24 thoughts on “It’s really about what you put in your body

  1. I’m struggling with the double whammy of business trips that leave me with less time for working out and limited options for healthy meals (and I can only resist those brownies on the table for so long). I am trying not to let myself spiral into a feeling of helplessness/self-pity that only makes it worse.

    Liked by 1 person

    1. Travel is hard. Really, really hard. I can’t imagine what I’d weigh if I had to travel all the time for business — I almost always gain when I travel & it never comes off as quickly as it goes on, of course.

      Usually I bring my own stuff for breakfast — I find eating breakfast out can be a real landmine!


    1. I know that I will get better quicker if I don’t indulge when I’m sick. Now I just need to work on indulging because I’ve been active!

      It does get harder All the time. But it’s a fight worth fighting!


  2. Knock on wood. Not sure I’ve gotten a fever. Maybe thanks to flu shots.

    But being less active the last 5-6 weeks has been hard. Thank god I don’t have a scale. I am sure to have gained weight.

    The biggest problem is work travel. I bring my own breakfast but otherwise it’s eating out twice a day.

    Then there’s three days of wedding eating.

    This post is making me hungry lol

    Liked by 1 person

  3. Oh, Judy. That chicken soup looks so good! I have recently been diagnosed with very high cholesterol. I resisted being put on medication, so my doctor gave me 4 months to get my numbers down. I am now on a very low-fat diet. I am going to do my best to follow that diet. I do not want to start medication.

    Liked by 1 person

  4. Do you go for comfort foods when you’re sick? Plain toast w/butter(just a tad)

    What foods on the healing foods list sound appealing to you? Leafy greens in the form of a smoothie.

    What is the weirdest thing you eat when you’re sick (and why)? Eating raw veggies w/hummus in the morning. Not a typical breakfast food. 🤒

    Liked by 1 person

    1. Toast is always soothing if your stomach is upset. I only lost my appetite for the one day I really had a fever.

      Ok, veggies & hummus would definitely be weird for me if I wasn’t feeling well! I tend not to crave veggies much if I’m sick — which is where the soups & green smoothies come in.


  5. Oh your chicken soup looks delicious! I grew up in an Italian household but by favorite cold “medicine” is matzoh ball soup. So much of it while going through root canal this past fall. I tend not to be hungry when sick whick helps with the comfort food, and I have some dairy sensitivities that manifest as congestion so easy to avoid when sick

    Liked by 1 person

    1. I did have matzo ball soup, too. 🙂 I swear by it and I AM Jewish. 😉

      I was only super sick one day — that day I wasn’t very hungry. The rest of the time I still didn’t feel well, but it didn’t effect my appetite, unfortunately.


  6. Yep, yep, yep! It started in my 30s when my IBS really got going. I started identifying foods that really bothered me. After my diagnosis with RA, it was clear that those foods contributed to inflammation in my body. And now the menopot. I do still love chocolate, but I’ve got a handle on that.

    Liked by 1 person

    1. Despite my love of chocolate, I am actually able to control myself around that. Wasn’t always the case, but now just a little bit is fine.

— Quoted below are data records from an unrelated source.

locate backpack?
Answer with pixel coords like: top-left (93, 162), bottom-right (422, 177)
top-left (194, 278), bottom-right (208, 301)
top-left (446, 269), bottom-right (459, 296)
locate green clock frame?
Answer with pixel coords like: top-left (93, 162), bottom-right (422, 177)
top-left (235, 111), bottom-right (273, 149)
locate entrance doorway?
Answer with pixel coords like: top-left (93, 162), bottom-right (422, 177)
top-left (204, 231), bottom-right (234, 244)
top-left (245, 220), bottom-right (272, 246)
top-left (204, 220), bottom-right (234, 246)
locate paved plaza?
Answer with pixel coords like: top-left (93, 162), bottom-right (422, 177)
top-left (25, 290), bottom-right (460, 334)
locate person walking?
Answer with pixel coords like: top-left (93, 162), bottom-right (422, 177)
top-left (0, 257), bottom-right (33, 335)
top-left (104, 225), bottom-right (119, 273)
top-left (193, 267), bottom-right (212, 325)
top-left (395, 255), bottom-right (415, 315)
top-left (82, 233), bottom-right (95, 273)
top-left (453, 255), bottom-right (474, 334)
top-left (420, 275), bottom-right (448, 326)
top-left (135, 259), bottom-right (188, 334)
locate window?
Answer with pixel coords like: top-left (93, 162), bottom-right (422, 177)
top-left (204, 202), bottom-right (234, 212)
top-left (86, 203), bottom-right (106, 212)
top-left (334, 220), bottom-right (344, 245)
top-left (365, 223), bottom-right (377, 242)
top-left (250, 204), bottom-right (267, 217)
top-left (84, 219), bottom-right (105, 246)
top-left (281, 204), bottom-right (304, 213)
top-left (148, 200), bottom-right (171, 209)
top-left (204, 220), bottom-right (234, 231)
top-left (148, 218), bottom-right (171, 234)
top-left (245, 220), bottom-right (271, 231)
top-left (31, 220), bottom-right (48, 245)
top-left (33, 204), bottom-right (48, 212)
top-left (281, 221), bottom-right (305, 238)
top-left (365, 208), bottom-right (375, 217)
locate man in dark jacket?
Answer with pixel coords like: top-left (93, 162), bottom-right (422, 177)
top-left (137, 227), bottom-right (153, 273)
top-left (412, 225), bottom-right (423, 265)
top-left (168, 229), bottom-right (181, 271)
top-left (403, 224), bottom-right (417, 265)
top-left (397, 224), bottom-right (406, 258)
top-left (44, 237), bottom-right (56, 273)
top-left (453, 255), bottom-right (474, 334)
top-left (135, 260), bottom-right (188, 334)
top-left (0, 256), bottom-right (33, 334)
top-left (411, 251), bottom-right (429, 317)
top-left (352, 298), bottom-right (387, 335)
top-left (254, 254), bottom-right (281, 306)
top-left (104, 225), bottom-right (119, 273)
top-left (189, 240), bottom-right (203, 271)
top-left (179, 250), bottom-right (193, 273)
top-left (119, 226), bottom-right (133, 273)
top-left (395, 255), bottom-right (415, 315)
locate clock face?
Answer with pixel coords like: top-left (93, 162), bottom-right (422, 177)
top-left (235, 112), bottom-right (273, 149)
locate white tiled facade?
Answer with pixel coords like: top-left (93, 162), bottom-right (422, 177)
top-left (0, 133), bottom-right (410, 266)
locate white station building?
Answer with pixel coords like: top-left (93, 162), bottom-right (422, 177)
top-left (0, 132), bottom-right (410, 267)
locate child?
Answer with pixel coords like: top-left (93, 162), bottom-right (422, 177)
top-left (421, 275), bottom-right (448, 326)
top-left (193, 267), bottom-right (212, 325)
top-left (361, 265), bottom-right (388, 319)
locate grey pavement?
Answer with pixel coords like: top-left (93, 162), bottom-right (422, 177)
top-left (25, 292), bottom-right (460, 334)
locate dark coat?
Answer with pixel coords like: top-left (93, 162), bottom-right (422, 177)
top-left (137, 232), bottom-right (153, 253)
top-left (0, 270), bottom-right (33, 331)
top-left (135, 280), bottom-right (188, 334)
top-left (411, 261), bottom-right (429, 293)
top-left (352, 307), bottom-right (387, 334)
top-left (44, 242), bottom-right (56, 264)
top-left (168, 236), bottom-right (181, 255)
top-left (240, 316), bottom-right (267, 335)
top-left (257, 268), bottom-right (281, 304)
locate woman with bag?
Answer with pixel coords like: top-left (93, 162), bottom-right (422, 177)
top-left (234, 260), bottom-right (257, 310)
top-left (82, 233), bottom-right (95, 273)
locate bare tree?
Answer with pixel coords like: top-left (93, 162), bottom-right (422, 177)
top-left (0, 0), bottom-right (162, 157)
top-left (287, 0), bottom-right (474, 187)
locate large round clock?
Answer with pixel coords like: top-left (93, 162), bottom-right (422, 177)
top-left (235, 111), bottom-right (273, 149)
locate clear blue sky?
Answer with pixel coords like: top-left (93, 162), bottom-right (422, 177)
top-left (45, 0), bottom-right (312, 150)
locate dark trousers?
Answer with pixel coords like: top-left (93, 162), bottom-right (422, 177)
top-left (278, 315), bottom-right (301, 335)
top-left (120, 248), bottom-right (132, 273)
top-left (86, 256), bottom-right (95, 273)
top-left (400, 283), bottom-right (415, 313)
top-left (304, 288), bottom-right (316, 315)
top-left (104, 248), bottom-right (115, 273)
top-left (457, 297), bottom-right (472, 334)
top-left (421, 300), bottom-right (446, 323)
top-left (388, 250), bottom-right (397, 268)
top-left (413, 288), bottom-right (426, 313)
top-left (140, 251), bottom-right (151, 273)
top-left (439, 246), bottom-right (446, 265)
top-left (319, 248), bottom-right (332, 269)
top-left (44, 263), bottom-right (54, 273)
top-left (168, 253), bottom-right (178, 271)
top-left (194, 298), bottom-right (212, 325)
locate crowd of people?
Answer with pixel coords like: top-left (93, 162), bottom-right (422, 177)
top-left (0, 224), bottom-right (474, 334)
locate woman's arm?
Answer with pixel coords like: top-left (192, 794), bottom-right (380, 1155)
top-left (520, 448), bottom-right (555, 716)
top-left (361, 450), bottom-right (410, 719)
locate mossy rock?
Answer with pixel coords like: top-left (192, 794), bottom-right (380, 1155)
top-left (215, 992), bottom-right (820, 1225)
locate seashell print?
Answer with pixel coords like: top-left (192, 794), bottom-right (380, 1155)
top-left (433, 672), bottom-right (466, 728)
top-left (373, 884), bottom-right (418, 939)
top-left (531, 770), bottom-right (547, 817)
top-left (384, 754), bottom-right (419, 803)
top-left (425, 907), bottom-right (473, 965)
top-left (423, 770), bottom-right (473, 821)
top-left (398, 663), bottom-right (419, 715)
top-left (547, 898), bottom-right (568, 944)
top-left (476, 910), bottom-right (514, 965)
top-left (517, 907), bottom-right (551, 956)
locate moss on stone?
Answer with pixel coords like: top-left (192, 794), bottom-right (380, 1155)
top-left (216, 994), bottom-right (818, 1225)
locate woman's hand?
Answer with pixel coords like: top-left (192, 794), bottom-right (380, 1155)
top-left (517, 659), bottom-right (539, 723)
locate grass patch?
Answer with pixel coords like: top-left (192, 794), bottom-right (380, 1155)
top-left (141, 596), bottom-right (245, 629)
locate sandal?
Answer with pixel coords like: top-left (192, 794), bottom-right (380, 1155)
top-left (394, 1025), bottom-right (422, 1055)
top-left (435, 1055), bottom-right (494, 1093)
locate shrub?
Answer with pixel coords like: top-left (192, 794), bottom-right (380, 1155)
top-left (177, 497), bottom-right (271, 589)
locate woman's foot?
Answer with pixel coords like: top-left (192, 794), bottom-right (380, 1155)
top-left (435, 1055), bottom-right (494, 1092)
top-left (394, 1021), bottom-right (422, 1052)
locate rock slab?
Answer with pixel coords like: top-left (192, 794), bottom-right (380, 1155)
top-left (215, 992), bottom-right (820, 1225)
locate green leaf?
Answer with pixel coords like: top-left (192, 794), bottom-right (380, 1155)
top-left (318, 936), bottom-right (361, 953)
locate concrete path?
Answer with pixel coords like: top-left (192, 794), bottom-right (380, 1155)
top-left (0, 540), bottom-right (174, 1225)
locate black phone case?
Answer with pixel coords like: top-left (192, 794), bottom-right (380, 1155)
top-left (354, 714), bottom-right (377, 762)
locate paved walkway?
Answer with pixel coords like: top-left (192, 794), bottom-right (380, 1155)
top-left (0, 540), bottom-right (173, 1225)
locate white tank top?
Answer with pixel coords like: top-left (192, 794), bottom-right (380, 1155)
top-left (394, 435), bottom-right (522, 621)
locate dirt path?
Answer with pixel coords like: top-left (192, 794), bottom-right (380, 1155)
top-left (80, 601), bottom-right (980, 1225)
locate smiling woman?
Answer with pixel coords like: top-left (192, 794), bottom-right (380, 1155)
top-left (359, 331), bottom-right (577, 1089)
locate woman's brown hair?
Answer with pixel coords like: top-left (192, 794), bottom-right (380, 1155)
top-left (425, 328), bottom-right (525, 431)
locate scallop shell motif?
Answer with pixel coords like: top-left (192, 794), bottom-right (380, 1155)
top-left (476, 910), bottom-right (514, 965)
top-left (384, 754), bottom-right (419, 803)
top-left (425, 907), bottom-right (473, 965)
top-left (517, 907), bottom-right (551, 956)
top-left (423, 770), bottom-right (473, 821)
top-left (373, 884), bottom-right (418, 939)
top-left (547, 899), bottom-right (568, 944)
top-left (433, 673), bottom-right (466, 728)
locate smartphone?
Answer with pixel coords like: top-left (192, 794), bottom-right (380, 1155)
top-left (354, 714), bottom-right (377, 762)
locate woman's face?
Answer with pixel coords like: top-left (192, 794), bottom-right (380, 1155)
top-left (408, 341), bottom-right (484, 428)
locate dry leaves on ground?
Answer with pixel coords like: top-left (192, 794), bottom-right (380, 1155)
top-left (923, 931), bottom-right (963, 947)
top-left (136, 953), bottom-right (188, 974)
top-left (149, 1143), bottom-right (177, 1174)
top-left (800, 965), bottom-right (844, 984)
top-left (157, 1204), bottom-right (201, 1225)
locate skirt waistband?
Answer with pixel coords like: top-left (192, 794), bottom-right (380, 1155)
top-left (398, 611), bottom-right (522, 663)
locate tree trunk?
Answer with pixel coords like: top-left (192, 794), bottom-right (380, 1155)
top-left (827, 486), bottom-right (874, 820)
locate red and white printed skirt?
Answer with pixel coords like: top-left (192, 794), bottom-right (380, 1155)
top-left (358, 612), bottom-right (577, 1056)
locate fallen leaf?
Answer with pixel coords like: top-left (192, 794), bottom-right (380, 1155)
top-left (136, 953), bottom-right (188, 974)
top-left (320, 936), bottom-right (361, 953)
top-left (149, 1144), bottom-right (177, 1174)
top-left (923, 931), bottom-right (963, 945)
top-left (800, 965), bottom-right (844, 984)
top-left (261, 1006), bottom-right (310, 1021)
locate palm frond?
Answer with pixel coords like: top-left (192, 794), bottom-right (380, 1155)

      I keep trying to get through to my husband that some foods really cause inflammation. I know he understands it, but he also still just doesn’t think much about it.


  7. I do tend to give myself whatever I fancy if I truly want that particular taste or ingredient: as I’ve never been on a restrictive diet I seem to have quite a natural relationship to my food (wanting carbs or milk after a long run, protein after a hard workout, craving veg and fruit when working out a lot). I do however know I use sugar to pep myself up if fatigued and I need to work on that (by resting more). I always crave salty things if I have a cold and go off chocolate and tea and coffee, so I do have some low-fat crisps then, etc.